While they were not happy with working conditions, the straw that broke the camel’s back was when publishers Joseph Pulitzer decided to raise the distribution prices the newsboys had to pay to get papers in the first place in order to increase his profits.

The kids won. Eventually the newspaper magnets came to a workable compromise with the spokesmen for the newsies and presumably everyone lived happily ever after.

“Newsies,” the musical, with music by Alan Menken, lyrics by Jack Feldman and book by Harvey Fierstein is filled with high-energy physicality with about 15 male dancers who provide enough dancing for the most ardent of dance enthusiasts. They leap, they somersault, they tap up a storm.

When the show opened on Broadway in 2012, it was planned for only 101 performances, but it quickly gained such a cult following that it ultimately ran 1005 performances, was seen by over 1 million people and made Disney another $100 million. The show received eight Tony nominations and won the award for choreography and original score.

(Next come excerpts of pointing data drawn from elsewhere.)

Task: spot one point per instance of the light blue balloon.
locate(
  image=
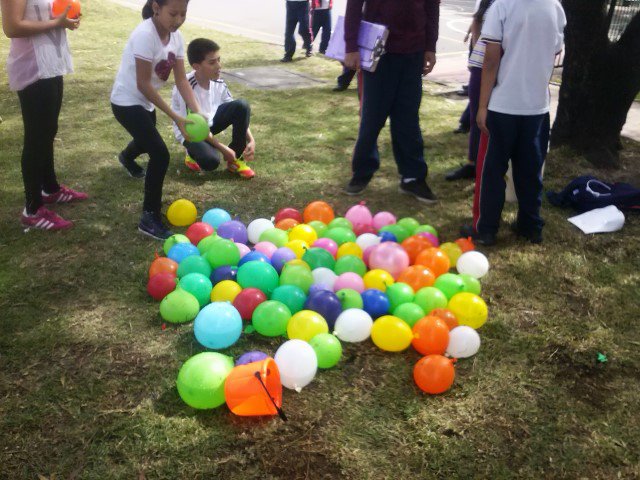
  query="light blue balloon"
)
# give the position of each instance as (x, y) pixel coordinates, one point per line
(218, 325)
(216, 217)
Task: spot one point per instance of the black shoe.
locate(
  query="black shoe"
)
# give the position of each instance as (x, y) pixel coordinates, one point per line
(151, 225)
(468, 170)
(419, 189)
(486, 239)
(133, 169)
(356, 186)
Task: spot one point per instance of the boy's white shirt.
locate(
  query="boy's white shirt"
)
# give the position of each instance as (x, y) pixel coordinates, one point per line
(208, 99)
(530, 33)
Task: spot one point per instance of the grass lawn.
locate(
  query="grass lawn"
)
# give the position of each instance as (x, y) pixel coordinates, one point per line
(87, 375)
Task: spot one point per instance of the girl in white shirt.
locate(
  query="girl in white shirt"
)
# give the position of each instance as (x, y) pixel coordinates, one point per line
(154, 49)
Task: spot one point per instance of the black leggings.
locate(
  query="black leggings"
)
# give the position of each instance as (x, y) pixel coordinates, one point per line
(141, 125)
(40, 103)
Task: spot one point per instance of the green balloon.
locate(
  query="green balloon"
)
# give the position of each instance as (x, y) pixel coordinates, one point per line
(179, 307)
(328, 349)
(409, 224)
(276, 236)
(222, 252)
(429, 298)
(194, 264)
(399, 293)
(201, 379)
(174, 240)
(297, 275)
(409, 312)
(260, 275)
(319, 257)
(349, 298)
(340, 222)
(270, 318)
(350, 263)
(340, 235)
(449, 284)
(471, 284)
(291, 296)
(197, 285)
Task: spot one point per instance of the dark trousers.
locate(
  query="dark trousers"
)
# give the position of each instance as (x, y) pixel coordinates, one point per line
(297, 13)
(141, 125)
(40, 103)
(321, 19)
(393, 91)
(524, 140)
(236, 114)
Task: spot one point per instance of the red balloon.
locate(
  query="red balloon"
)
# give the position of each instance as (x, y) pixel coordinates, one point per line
(161, 285)
(247, 301)
(197, 231)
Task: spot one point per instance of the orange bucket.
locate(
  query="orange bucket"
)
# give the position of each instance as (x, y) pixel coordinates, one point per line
(254, 389)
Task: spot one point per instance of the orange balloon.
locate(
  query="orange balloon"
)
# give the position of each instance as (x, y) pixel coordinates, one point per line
(435, 260)
(287, 223)
(430, 336)
(446, 315)
(417, 277)
(434, 374)
(414, 244)
(318, 210)
(163, 265)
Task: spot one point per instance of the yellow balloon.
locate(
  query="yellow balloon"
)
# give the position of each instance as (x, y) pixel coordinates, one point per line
(349, 248)
(391, 334)
(469, 309)
(298, 246)
(451, 250)
(378, 279)
(182, 213)
(303, 232)
(225, 291)
(306, 324)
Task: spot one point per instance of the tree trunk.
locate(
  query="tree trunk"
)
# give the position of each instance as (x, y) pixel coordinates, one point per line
(600, 80)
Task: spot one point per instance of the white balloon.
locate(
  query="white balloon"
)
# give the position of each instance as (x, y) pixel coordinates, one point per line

It is fortunate that the story is easy to follow because the always horrible acoustics at the Community Theater made it just about impossible to hear the words being sung. I was afraid it was my hearing, but have since heard from several other people that they couldn’t understand any of the lyrics either.
But then you aren’t likely to go home humming any of the tunes either. They are pleasant and enjoyable, but there is nothing memorable about them.

The universal “urchin look” of the boys made it difficult to tell one from the other, but Joey Barreiro as Jack Kelly, the leader of the pack who wants to leave New York and move to Santa Fe, and Zachary Sayle as “Crutchie,” his crippled friend were both quite good, as was Morgan Keene as Katherine, harboring a secret that could make or break the strike.

The real star of this production is the set designed by Tobin Ost. It looked like it was made with the world’s largest erector set, a massive collection of metal boxes and staircases that rolled in and out and around, and ended up as one giant wall across the stage for the finale. Onto the backdrop are projections of scenes from around New York that add a note of authenticity.

This is a triumphant, feel-good musical, with lots of things to like, but not destined to become a classic theatrical work.